Ten weeks to critical border shift

Just ten weeks before the UK government’s planned switch-off of the Place of Destination (PoD) system on 30th April, when Border Control Points (BCPs) are set to become operational.

Trucks on motorway

Phased in on the 31st of January, the Border Target Operating Model (BTOM) set out the new model for the import of Sanitary and Phytosanitary goods, which includes plants and plant products.

The BTOM represents a significant divergence from the rules adopted by the United Kingdom during its membership of the European Union and introduces a new risk-based approach to checks on imported goods, which will be proportionate to the risks posed. Regulated plants and plant products from the EU have been categorised into high, medium, and low-risk categories – where the higher the risk category, the more biosecurity assurances are required. Inspection frequencies will change according to the risk. For the horticulture industry, plants, (certain) seeds and timber come under the high-risk category and will therefore be subject to the revised biosecurity assurances.

From the 30th of April 2024 onwards, the ‘place of destination’ scheme, which is the current system of carrying out phytosanitary checks on imported material, will cease. Checks of high-risk plants and plant products will take place at a border control post or control point. The industry fears that these checks could result in consignments being held for long periods of time, putting plant products at risk and create difficulties for ‘complex’ plant products such as root balled trees and shrubs which require expert manoeuvring by skilled people.

The Horticultural Trade Association (HTA) is urging the government to keep PoDs successfully and securely delivering for the plant trade until BCPs and alternative border routes are fully operational, viable, affordable, and tested. The HTA is urging the government to listen and take action to safeguard the thousands of growers, retailers, suppliers, landscapers, and millions of gardeners whom this change will impact.

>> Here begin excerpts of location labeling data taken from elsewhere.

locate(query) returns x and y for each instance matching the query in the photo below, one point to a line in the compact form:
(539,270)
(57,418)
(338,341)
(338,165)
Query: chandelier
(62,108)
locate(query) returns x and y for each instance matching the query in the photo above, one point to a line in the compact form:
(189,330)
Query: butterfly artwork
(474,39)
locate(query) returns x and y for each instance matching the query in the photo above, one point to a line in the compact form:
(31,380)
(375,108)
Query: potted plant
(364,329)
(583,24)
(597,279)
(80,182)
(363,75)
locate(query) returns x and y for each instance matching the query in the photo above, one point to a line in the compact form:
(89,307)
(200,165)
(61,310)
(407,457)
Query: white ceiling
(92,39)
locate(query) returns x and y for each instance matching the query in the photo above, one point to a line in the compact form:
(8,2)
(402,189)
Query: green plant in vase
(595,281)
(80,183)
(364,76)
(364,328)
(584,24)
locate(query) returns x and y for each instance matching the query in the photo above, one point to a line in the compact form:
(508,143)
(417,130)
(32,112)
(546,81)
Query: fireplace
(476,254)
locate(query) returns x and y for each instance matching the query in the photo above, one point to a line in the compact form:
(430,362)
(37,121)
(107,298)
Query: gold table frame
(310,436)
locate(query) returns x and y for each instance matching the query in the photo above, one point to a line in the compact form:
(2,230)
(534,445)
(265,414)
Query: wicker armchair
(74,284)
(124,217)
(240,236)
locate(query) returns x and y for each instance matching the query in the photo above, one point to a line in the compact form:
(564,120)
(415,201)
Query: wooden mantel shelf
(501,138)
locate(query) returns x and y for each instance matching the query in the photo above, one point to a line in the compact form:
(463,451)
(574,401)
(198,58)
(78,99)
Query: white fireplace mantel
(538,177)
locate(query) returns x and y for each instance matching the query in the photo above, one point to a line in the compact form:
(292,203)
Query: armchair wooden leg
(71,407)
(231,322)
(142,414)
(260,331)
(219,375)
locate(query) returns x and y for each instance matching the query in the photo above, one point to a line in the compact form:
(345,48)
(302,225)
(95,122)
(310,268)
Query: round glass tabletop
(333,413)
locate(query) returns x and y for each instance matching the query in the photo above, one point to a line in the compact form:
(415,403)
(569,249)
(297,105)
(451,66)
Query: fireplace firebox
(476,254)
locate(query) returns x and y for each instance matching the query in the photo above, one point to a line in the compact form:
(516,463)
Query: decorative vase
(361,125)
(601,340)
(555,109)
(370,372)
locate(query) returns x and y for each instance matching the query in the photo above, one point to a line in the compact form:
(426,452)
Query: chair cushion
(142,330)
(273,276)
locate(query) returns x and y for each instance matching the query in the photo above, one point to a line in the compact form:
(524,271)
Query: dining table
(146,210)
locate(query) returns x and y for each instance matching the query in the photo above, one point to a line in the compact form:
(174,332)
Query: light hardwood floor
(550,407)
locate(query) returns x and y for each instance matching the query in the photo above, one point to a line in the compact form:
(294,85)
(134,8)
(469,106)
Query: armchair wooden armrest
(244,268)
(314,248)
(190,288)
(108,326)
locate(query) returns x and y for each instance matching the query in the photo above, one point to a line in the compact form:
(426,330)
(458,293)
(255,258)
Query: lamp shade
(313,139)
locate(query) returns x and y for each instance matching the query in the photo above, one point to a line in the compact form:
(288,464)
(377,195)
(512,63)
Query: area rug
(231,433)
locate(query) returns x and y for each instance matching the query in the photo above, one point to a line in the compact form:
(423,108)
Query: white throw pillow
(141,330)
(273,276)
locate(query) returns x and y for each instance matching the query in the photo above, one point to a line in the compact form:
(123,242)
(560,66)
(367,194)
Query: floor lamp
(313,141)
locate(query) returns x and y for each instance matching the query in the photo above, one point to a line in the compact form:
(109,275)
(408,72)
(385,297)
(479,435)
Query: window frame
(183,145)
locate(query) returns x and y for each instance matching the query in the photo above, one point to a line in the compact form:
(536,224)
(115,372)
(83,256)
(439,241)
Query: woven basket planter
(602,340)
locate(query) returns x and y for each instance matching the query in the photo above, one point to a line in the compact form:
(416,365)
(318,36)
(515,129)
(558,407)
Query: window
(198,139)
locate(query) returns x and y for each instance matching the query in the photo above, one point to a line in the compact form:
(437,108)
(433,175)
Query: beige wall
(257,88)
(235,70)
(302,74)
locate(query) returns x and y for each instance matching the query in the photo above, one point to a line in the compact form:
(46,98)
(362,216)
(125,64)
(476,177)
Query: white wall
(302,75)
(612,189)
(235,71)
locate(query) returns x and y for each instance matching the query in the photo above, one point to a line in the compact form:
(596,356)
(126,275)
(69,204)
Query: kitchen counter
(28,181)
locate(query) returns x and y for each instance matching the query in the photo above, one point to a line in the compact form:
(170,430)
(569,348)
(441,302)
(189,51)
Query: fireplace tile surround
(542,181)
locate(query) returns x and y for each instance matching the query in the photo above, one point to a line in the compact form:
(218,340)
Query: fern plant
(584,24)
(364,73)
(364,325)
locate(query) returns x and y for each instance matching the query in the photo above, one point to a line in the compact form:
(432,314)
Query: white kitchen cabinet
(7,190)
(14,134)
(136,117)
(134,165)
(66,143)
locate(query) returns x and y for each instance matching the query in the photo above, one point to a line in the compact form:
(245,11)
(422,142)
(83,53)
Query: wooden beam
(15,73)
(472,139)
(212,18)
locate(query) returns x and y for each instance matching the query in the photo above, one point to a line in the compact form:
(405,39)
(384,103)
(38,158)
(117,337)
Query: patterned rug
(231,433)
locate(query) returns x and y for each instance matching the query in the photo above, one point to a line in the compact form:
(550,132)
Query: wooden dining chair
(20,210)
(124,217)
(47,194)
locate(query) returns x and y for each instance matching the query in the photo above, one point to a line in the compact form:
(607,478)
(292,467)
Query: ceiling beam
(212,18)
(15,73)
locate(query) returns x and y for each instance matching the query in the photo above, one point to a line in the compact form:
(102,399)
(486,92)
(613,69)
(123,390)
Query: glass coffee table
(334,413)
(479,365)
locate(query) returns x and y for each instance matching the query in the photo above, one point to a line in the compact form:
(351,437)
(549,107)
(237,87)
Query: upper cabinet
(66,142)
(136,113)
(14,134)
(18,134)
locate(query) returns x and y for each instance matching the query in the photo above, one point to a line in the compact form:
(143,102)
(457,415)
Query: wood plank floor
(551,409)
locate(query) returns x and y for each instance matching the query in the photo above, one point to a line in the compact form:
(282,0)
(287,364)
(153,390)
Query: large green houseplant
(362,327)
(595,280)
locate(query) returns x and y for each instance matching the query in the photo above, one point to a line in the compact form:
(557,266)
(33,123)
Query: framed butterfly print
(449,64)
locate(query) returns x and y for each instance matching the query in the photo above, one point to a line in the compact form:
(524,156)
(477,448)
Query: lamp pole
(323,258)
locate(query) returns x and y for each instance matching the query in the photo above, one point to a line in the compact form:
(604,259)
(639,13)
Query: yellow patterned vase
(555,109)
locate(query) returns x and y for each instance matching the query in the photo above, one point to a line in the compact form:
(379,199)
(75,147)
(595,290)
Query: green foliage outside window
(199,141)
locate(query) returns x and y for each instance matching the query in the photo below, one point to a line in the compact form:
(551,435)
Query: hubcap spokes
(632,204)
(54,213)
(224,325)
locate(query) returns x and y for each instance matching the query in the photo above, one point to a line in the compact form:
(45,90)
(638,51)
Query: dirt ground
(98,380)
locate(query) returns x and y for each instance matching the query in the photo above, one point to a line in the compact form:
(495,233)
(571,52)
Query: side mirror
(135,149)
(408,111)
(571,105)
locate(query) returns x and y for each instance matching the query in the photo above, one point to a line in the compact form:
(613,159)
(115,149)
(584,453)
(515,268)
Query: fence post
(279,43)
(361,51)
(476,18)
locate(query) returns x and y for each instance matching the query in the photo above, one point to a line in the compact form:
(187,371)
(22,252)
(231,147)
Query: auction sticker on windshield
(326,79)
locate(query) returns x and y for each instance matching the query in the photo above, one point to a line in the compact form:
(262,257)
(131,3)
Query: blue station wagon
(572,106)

At a recent HTA workshop, Sally Cullimore, HTA Technical Policy Manager said: “We need the UK government to take industry concerns as seriously as we do. The April date is just ten weeks away, and despite repeated meetings, calls and requests, we are none the wiser about how much it will cost and how BCPs will manage complex, high-risk plant loads safely and securely.

“The environmental horticulture sector has already spent at least £30 million to adapt; this new change will be more costly with no material gain. That is why we need urgent action to deliver on the HTA’s ask for at-site checks to continue as our priority. In addition, we have three clear asks: Firstly, we urgently need to see the outcome of the Common User Charge consultation to be at both a low-cost level and charged per phytosanitary consignment. Secondly, we need clear communication on the outstanding details of Border Control Points (BCPs) and how they will handle high-risk plants and plant products. Thirdly, we need to know the capacity and capability of BCPs to deal with the plant trade, and that is all before we even tackle accessibility to Authorised Operator Status and address hurdles to becoming a Control Point.”

The workshop host, Richard McKenna, Managing Director of Provender Nurseries, stated: “The seamless, smooth and secure movement of plants is the top priority for our business and customers. We are experts in this and resilient, but the unknowns on the border changes mean we cannot make the urgent and informed investment decisions needed to have any confidence beyond 29 April.”